Radiant Systems was a provider of technology to the hospitality and retail industries that was acquired by NCR Corporation in 2011. Radiant was based in Atlanta, Georgia. In its last financial report as a public company, Radiant reported revenues of $90 million and net income of $14 million in the six months ended 30 June 2011. At the time of its acquisition, Radiant employed over 1,300 people worldwide. Radiant had offices in North America, Europe, Asia and Australia.

Acquisitions
In May 1997, Radiant completed the joint acquisition of ReMACS, based in Pleasanton, CA, and Twenty/20 Visual Systems, based in Dallas, Texas. At this time, these acquisitions formed the core of Radiant Hospitality Systems, with 8,000 installed sites.

In October 1997, Radiant completed the acquisition of RapidFire Software, based in Hillsboro, OR, to expand its position in the Hospitality POS market.

In November 1997, Radiant completed the acquisition of Logic Shop, based in Atlanta, GA. Logic Shop is a provider of management software to automotive service centers.

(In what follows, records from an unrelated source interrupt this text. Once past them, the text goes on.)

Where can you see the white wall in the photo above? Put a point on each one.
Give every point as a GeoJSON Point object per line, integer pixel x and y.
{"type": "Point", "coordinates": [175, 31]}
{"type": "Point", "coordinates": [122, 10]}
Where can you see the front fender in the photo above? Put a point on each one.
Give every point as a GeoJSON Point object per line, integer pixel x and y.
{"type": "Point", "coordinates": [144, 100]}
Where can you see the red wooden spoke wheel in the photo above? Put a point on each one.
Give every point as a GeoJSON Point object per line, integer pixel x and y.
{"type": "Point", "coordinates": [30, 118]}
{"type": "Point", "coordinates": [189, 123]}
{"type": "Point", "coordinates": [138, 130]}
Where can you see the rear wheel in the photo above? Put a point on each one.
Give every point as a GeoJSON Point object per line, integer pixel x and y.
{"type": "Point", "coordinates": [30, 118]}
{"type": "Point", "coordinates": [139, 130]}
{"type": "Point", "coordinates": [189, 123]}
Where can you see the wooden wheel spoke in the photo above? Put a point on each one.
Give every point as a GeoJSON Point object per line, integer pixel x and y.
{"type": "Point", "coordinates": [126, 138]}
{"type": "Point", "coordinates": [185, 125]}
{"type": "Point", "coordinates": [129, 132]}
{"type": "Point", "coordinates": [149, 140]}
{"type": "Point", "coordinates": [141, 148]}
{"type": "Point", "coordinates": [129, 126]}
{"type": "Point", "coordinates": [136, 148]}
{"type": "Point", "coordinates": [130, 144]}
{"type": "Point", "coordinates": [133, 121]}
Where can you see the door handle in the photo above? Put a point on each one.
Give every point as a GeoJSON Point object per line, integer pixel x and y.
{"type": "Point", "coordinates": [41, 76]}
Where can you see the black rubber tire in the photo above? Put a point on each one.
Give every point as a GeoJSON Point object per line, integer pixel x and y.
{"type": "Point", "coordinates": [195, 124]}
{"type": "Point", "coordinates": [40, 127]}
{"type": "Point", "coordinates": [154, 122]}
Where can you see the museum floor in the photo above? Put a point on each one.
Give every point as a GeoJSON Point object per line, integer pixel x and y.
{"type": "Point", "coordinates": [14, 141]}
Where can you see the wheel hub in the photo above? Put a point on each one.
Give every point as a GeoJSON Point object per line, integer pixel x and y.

In March 2000, Microsoft made an equity investment in Radiant Systems to assist with the development and marketing of an integrated Web-enabled management system and supply chain solution to enable retailers to conduct business-to-business e-commerce over the Internet (BlueCube).

In May 2001, Radiant bought Breeze Software, an Australian provider of point-of-sale and management systems solutions to retailers in the petroleum/convenience store industry.

In January 2004, Radiant sold its enterprise software business, now known as BlueCube Software, to Erez Goren, the company's former co-chairman of the Board and co-chief executive officer. Radiant retained the right to sell and market the Enterprise Productivity Suite, including functionality such as workforce and supply chain management, through a reseller agreement with BlueCube Software.

Also in 2004, Radiant bought Aloha Technologies, a provider of point of sale systems for the hospitality industry, located in Dallas, Texas, and E-Needs, the leading provider of Film Management software and services in the North American exhibition industry, based in Irvine, California.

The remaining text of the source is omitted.